Article • Tumour development

In view: Customised breast cancer care

UK-based researchers believe personalised treatment for breast cancer is within sight after uncovering what they say is the most detailed picture to date of which genetic variations contribute to development of the disease.

Report: Mark Nicholls

Portrait of Serena Nik-Zainal
Serena Nik-Zainal MD

With colleagues, study leader Dr Serena Nik-Zainal,  at the Wellcome Trust Sanger Institute near Cambridge, identified a number of new genes that, when mutated, drive the development of breast cancer tumours.

In what is the largest-ever study to sequence the whole genomes of breast cancers, the team has uncovered five new genes associated with the disease and 13 new mutational signatures that influence tumour development.

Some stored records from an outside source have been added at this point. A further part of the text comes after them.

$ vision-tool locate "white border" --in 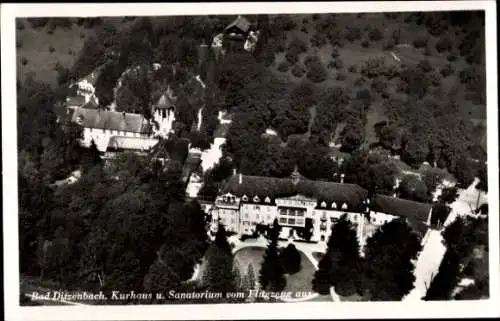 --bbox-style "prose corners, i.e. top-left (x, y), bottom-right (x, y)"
top-left (1, 1), bottom-right (500, 321)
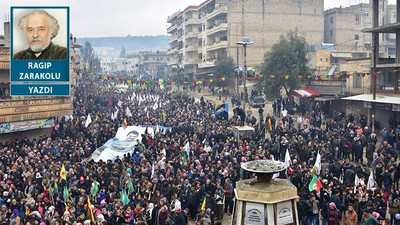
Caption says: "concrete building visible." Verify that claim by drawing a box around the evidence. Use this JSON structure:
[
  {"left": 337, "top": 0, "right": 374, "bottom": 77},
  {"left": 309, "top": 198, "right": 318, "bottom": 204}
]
[
  {"left": 0, "top": 25, "right": 80, "bottom": 142},
  {"left": 344, "top": 0, "right": 400, "bottom": 129},
  {"left": 137, "top": 51, "right": 168, "bottom": 79},
  {"left": 167, "top": 0, "right": 324, "bottom": 76},
  {"left": 324, "top": 0, "right": 396, "bottom": 57}
]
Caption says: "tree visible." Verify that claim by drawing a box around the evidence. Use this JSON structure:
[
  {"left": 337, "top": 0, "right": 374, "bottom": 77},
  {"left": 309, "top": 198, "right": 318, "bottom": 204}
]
[
  {"left": 81, "top": 41, "right": 101, "bottom": 73},
  {"left": 262, "top": 31, "right": 309, "bottom": 102},
  {"left": 214, "top": 55, "right": 235, "bottom": 87}
]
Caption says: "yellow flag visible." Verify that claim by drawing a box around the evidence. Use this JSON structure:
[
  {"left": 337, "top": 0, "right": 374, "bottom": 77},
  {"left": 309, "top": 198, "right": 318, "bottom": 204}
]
[{"left": 60, "top": 164, "right": 67, "bottom": 180}]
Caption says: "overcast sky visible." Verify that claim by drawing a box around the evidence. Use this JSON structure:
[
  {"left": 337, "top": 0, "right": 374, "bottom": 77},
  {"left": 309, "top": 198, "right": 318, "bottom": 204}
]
[{"left": 0, "top": 0, "right": 395, "bottom": 37}]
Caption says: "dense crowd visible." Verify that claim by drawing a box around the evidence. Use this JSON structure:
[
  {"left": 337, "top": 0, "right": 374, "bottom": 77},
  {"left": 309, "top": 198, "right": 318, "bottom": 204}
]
[{"left": 0, "top": 77, "right": 400, "bottom": 225}]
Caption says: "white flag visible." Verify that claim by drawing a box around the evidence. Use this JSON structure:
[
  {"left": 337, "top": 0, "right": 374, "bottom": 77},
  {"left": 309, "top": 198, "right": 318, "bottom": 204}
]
[
  {"left": 367, "top": 170, "right": 375, "bottom": 190},
  {"left": 150, "top": 162, "right": 154, "bottom": 179},
  {"left": 111, "top": 113, "right": 115, "bottom": 121},
  {"left": 314, "top": 152, "right": 321, "bottom": 174},
  {"left": 354, "top": 174, "right": 361, "bottom": 193},
  {"left": 126, "top": 106, "right": 132, "bottom": 117},
  {"left": 184, "top": 141, "right": 190, "bottom": 157},
  {"left": 285, "top": 149, "right": 292, "bottom": 168},
  {"left": 85, "top": 114, "right": 92, "bottom": 127}
]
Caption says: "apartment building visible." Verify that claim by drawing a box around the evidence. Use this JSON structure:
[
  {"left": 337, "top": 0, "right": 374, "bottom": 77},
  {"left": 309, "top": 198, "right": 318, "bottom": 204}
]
[
  {"left": 343, "top": 0, "right": 400, "bottom": 129},
  {"left": 167, "top": 0, "right": 324, "bottom": 75},
  {"left": 0, "top": 24, "right": 81, "bottom": 142},
  {"left": 324, "top": 0, "right": 397, "bottom": 57}
]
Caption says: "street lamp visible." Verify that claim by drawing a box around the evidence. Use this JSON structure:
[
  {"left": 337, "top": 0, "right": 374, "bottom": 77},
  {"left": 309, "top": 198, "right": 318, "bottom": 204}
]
[{"left": 236, "top": 37, "right": 254, "bottom": 110}]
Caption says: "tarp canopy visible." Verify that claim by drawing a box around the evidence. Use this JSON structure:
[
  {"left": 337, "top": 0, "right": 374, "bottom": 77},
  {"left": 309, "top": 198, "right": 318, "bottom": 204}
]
[
  {"left": 292, "top": 89, "right": 319, "bottom": 98},
  {"left": 342, "top": 94, "right": 400, "bottom": 104}
]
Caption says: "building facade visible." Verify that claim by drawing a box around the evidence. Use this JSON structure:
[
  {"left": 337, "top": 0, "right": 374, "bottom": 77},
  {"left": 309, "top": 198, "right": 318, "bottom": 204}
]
[
  {"left": 167, "top": 0, "right": 324, "bottom": 75},
  {"left": 0, "top": 24, "right": 81, "bottom": 142}
]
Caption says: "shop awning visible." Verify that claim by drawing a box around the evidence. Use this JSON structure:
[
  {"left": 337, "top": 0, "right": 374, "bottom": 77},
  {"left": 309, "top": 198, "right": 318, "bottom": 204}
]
[
  {"left": 342, "top": 94, "right": 400, "bottom": 104},
  {"left": 314, "top": 96, "right": 336, "bottom": 102},
  {"left": 331, "top": 52, "right": 352, "bottom": 58},
  {"left": 292, "top": 89, "right": 319, "bottom": 98}
]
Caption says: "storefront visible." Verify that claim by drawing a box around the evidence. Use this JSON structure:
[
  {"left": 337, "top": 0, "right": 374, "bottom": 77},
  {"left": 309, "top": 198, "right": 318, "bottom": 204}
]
[{"left": 342, "top": 94, "right": 400, "bottom": 129}]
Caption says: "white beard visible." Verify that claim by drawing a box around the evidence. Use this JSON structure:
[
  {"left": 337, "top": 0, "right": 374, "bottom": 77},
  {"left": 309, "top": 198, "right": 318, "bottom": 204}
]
[{"left": 29, "top": 38, "right": 51, "bottom": 53}]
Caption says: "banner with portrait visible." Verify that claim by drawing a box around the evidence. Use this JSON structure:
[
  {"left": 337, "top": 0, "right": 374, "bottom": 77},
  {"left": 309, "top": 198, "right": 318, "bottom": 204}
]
[
  {"left": 215, "top": 103, "right": 229, "bottom": 120},
  {"left": 87, "top": 126, "right": 154, "bottom": 162}
]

The team’s work (published in two papers in Nature and Nature Communications) also reveals what genetic variations exist in breast cancers and where they occur in the genome. The research – an international collaboration which included breast cancer patients from the USA, Europe and Asia –  involved analysis of 560 breast cancer genomes – 556 from women and four from men. Dr Nik-Zainal’s team hunted for mutations that encourage cancers to grow and looked for mutational signatures in each patient’s tumour.

They found that women who carry mutations in the BRCA1 or BRCA2 gene indicating an increased risk of developing breast and ovarian cancer, had whole cancer genome profiles that were highly distinctive from each other and were also very different to other breast cancers. She believes that this discovery could be used to classify patients more accurately for treatment. ‘In the future, we’d like to be able to profile individual cancer genomes so that we can identify the treatment most likely to be successful for a woman or man diagnosed with breast cancer,’ Nik-Zainal added. ‘It’s a step closer to personalised healthcare for cancer.’

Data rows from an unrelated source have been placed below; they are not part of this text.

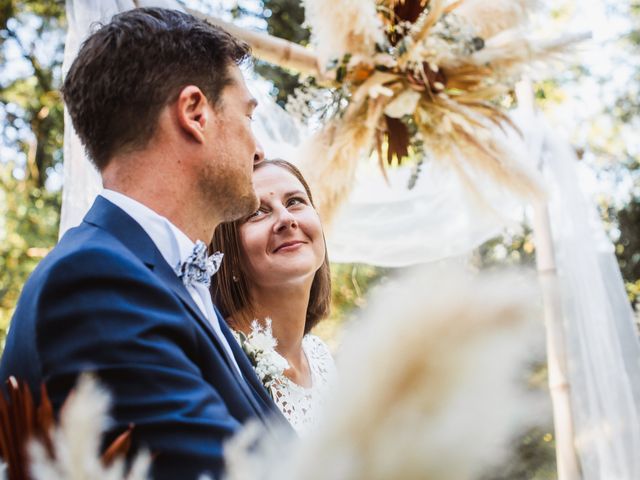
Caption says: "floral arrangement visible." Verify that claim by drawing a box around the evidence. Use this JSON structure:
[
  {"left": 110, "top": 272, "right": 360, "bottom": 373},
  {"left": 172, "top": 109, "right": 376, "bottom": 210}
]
[
  {"left": 233, "top": 317, "right": 289, "bottom": 393},
  {"left": 291, "top": 0, "right": 577, "bottom": 221}
]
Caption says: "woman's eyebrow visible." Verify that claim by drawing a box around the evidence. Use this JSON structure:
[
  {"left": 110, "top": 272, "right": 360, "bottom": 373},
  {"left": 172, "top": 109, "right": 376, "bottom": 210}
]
[{"left": 284, "top": 190, "right": 307, "bottom": 197}]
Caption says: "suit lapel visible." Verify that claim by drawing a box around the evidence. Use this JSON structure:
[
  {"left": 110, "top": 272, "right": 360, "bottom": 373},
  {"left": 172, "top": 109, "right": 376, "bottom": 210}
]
[
  {"left": 216, "top": 308, "right": 281, "bottom": 414},
  {"left": 84, "top": 196, "right": 264, "bottom": 415}
]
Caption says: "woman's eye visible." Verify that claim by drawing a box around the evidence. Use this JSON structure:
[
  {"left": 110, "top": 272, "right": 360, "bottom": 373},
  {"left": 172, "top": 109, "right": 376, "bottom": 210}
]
[
  {"left": 287, "top": 197, "right": 307, "bottom": 207},
  {"left": 246, "top": 208, "right": 265, "bottom": 221}
]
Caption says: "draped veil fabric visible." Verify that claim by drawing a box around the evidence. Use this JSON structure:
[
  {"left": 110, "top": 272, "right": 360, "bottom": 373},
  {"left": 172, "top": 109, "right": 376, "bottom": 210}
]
[{"left": 60, "top": 0, "right": 640, "bottom": 480}]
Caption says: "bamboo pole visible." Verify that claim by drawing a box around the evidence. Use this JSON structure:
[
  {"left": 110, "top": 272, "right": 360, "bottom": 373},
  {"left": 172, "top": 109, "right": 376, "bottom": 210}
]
[
  {"left": 188, "top": 10, "right": 590, "bottom": 480},
  {"left": 516, "top": 81, "right": 582, "bottom": 480},
  {"left": 187, "top": 9, "right": 323, "bottom": 78}
]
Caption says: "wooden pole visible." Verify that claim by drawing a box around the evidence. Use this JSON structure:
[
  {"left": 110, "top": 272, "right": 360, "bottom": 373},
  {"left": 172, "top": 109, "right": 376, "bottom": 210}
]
[
  {"left": 188, "top": 10, "right": 590, "bottom": 480},
  {"left": 187, "top": 9, "right": 323, "bottom": 78},
  {"left": 516, "top": 81, "right": 582, "bottom": 480}
]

Portrait of Dr Ewan Birney
Dr Ewan Birney

Researchers, recognising that unpicking the genetic variations between cancers is crucial to developing improved therapies, say the results reveal more about the causes of breast tumours and provide evidence that breast cancer genomes are highly individual. Exactly where mutations occur in breast cancer genomes is also important.

Dr Ewan Birney from the European Bioinformatics Institute collaborated in the research and used computational techniques to analyse the sequence of genetic information held in each of the sample genomes. ‘We know genetic changes and their position in the cancer genome influence how a person responds to a cancer therapy,’ he said. ‘For years we have been trying to figure out if parts of DNA that don’t code for anything specific have a role in driving cancer development. ‘This study gave us both the first large-scale view of the rest of the genome, uncovering some new reasons why breast cancer arises, and gave us an unexpected way to characterise the types of mutations that happen in certain breast cancers.’ 

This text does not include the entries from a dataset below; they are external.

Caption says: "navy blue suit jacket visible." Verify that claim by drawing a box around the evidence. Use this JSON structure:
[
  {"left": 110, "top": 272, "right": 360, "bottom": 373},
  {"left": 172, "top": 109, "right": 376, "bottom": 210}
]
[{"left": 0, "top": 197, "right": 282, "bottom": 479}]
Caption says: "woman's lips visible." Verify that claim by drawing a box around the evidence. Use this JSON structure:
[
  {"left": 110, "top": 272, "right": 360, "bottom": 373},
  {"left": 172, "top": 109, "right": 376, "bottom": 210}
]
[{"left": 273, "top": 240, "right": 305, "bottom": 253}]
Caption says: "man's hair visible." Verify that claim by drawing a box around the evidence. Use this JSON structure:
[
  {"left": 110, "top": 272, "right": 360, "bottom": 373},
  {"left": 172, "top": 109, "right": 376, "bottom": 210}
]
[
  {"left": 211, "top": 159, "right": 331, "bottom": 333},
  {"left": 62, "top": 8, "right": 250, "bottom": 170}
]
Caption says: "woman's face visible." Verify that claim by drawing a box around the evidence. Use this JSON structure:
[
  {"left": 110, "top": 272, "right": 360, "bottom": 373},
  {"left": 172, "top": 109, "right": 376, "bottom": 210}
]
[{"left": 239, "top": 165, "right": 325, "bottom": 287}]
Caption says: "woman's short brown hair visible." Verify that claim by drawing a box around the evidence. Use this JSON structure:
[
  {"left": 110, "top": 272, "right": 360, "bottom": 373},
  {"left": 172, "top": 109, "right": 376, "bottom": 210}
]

The Wellcome Trust Sanger Institute is one of the world’s leading genome centres, while the European Bioinformatics Institute is part of the European Molecular Biology Laboratory (EMBL) and is a global leader in the storage, analysis and dissemination of large biological datasets. It is located on the Wellcome Genome Campus in Hinxton, Cambridge. Professor Sir Mike Stratton, Director of the Wellcome Trust Sanger Institute, said the study takes scientists ‘much closer to a complete description of the changes in DNA in breast cancer and thus to a comprehensive understanding of the causes of the disease and the opportunities for new treatments.’


Profiles:

Dr Ewan Birney is Director of EMBL-EBI (the European Bioinformatics Institute, which is part of the European Molecular Biology Laboratory). His main research areas include functional genomics, assembly algorithms, statistical methods to analyse genomic information and compression of sequence information.

Serena Nik-Zainal MD is a Career Development Fellow (CDF) Group Leader in the Cancer Genome Project at the Sanger Institute in Cambridge and an Honorary Consultant in Clinical Genetics at nearby Addenbrookes Hospital. Having qualified in medicine from the University of Cambridge in 2000, trained as a physician and subsequently specialised in Clinical Genetics, she undertook a PhD at the Wellcome Trust Sanger Institute in 2009 and her research focuses on pursuing biological understanding of the mutational signatures that have been identified in primary human cancers.